2020/5/8 晴れ;フェデラルファンド(FF)金利先物市場がマイナス金利導入を織り込み始める

FRBのマイナス金利導入はあるのか

昨日の取引でフェデラルファンド(FF)金利先物がFed(FRB)による12月のマイナス金利導入を織り込み始めたらしい(下記、ロイターの記事)。

https://jp.reuters.com/article/usa-fed-rates-futures-idJPKBN22J3DF

さっき金利先物の価格を確認してみたら、2020年12月限以降が軒並み100を超えている(マイナス金利を見込んでいる)(下記、CMEのサイト)。

https://www.cmegroup.com/trading/interest-rates/stir/30-day-federal-fund.html

100越えは前にもあった気がするのだが、調べても出てこない・・・。記憶違いかな。

いつか米国の政策金利もマイナスになってしまうのだろうか。
何回か日記にも書いたが、これまでのところパウエル議長はマイナス金利の導入をはっきり否定しているし、Fedの他のスタッフも導入に否定的。加えて法律的な問題もあるらしい(下記記事参照)。

 

www.satosatosato.com

 

 

www.satosatosato.com

 

昨日もフィラデルフィア連銀総裁のパトリック・ハーカー(Patrick Harker)氏とリッチモンド連銀総裁のトーマス・バーキン(Thomas Barkin)氏がマイナス金利導入に後ろ向きな発言をしている(下記、Reutersの記事)。
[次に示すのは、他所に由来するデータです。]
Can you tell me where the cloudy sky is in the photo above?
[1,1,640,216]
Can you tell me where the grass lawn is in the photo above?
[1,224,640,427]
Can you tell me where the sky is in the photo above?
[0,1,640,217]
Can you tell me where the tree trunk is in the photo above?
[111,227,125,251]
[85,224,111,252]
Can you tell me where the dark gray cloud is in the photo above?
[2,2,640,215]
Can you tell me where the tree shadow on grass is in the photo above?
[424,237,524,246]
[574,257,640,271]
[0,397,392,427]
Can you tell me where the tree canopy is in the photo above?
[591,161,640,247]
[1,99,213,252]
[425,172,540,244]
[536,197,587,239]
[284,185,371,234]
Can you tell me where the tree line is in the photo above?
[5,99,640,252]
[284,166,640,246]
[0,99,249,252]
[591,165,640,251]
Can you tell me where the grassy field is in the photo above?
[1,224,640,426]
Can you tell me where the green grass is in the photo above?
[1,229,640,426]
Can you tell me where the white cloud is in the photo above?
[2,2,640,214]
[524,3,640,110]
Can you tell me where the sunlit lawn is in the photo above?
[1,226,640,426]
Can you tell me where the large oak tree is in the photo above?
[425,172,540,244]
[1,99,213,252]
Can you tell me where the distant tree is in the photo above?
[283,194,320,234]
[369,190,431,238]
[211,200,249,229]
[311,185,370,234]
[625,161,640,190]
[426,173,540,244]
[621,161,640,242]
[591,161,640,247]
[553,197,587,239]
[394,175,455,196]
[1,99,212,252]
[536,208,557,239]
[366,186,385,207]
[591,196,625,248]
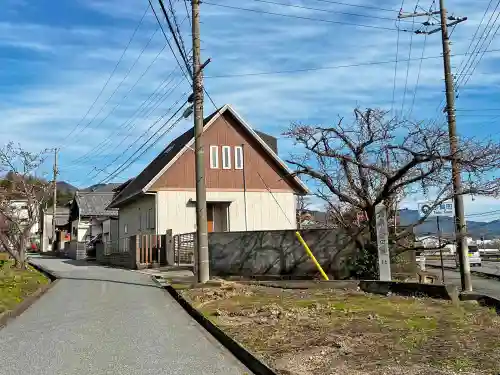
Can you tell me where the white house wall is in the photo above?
[118,195,155,244]
[157,191,297,234]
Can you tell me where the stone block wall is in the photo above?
[64,241,87,260]
[96,241,137,269]
[208,229,354,278]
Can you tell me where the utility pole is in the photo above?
[398,0,472,292]
[52,148,58,250]
[191,0,210,283]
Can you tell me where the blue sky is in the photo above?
[0,0,500,220]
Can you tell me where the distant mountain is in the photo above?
[399,209,500,239]
[56,181,78,193]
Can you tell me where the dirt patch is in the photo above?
[179,283,500,375]
[0,261,50,315]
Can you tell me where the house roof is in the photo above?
[75,192,118,216]
[110,104,308,208]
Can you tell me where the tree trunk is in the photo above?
[14,238,27,269]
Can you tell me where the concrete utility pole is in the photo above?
[52,148,58,250]
[191,0,210,283]
[399,0,472,292]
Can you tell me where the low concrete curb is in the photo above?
[153,277,277,375]
[0,261,57,329]
[460,293,500,315]
[359,280,459,302]
[425,264,500,280]
[28,259,59,281]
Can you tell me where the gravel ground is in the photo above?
[0,258,250,375]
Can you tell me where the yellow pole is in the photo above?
[295,231,329,280]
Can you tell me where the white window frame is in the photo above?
[122,237,130,253]
[147,208,155,229]
[234,146,244,169]
[222,146,231,169]
[210,146,219,169]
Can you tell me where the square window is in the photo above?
[234,146,243,169]
[210,146,219,169]
[222,146,231,169]
[148,208,155,229]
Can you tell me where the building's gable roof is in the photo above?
[75,192,118,216]
[110,104,308,207]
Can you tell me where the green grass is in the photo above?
[0,261,49,314]
[180,285,500,375]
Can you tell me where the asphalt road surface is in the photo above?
[0,258,250,375]
[427,261,500,298]
[426,260,500,275]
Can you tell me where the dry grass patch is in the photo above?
[0,261,49,314]
[179,283,500,375]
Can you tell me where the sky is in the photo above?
[0,0,500,221]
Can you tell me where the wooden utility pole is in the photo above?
[191,0,210,283]
[439,0,472,292]
[399,0,472,292]
[52,148,57,250]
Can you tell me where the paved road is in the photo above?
[427,261,500,298]
[0,258,250,375]
[426,260,500,275]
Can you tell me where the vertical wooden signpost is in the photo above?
[375,204,391,281]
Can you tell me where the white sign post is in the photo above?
[375,204,391,281]
[418,202,453,217]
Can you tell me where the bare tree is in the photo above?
[0,143,51,268]
[285,109,500,280]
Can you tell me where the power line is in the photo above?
[245,0,412,23]
[203,1,396,31]
[87,93,187,183]
[58,7,148,148]
[73,66,182,167]
[205,48,500,79]
[391,0,405,113]
[94,97,187,184]
[67,25,158,145]
[315,0,399,13]
[401,0,420,115]
[184,0,191,25]
[158,0,190,72]
[462,14,500,87]
[168,0,189,62]
[408,0,436,116]
[455,0,500,94]
[148,0,191,82]
[84,77,186,170]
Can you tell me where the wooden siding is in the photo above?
[150,112,294,192]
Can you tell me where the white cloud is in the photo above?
[0,0,500,194]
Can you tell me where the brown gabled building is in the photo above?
[109,105,307,251]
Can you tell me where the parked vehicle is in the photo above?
[87,233,102,258]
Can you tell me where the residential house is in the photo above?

https://uk.reuters.com/article/us-usa-fed-barkin-rates/feds-barkin-negative-interest-rates-not-suitable-for-united-states-idUKKBN22J37F

記事から引用(日本語は筆者訳):“I think negative interest rates have been tried in other places and I haven’t seen anything personally that makes me think they are worth a try here,”「他の国でマイナス金利が試されてきたが、個人的には米国で導入を試すに値すると考えさせるようなものは何も見たことがない」


https://www.reuters.com/article/health-coronavirus-fed-harker-negative/feds-harker-says-negative-rates-would-not-help-us-during-crisis-idUSU5N28102D

記事から引用(日本語は筆者訳):Once the crisis passes there would still be a “high bar” for using negative rates to stimulate growth in the United States,米国でマイナス金利を使うのは「ハードルが高い」

Fedの腰は相当重そう。
腰を上げさせるには何が必要だろうか。
FF金利先物の上昇と株価の大きな下落が続くような催促相場になれば動くのかもしれないが、市場はそもそもそこまでマイナス金利を望んでいるのだろうか。
今回のFF金利先物の上昇も株価が上昇(底から反発)する中で起きている。
コロナショックでドル高が進んではいるが、これ以上金利を下げてもドル安効果があるのか疑問。
それに最近トランプ大統領もそれまでと180度方向転換して強いドルを支持する発言をしている(下記、Bloombergの記事)。

https://www.bloomberg.co.jp/news/articles/2020-04-19/Q90PHHT0G1KX01
記事から引用:「ドルはとても強い。強いドルは全体としてとても良いことだ」

コロナの影響でただでさえ膨大な額の債務がさらに急増することになってしまった。
いかに基軸通貨のドルと言っても一旦信用を失ってドル安になり始めたら歯止めがきかなくなるかもしれないとトランプ大統領も不安になり始めたのだろうか。
いずれにしてもこれまでのようにFedにドル安をもとめて圧力をかけることもないだろう。
今後あまりにドル高が進んでいった場合はどうなるか分からないが。

ただ、なんで今このタイミングでFF金利先物が買われているのかがよくわからないし、気にはなる。
短期間で収まるのだろうか。
一応しばらく注視しておこう。


散歩漬けの日々

連休中はどこも行けず、子供とたくさん近所を散歩した。
道端に生えてる雑草の名前を教えたり、虫を捕まえたり。
子供はすぐ飽きるかと思ったが、意外と楽しそうだった。
田舎に帰省できないのは残念だけど、まあたまにはこういうのもいいかもしれない。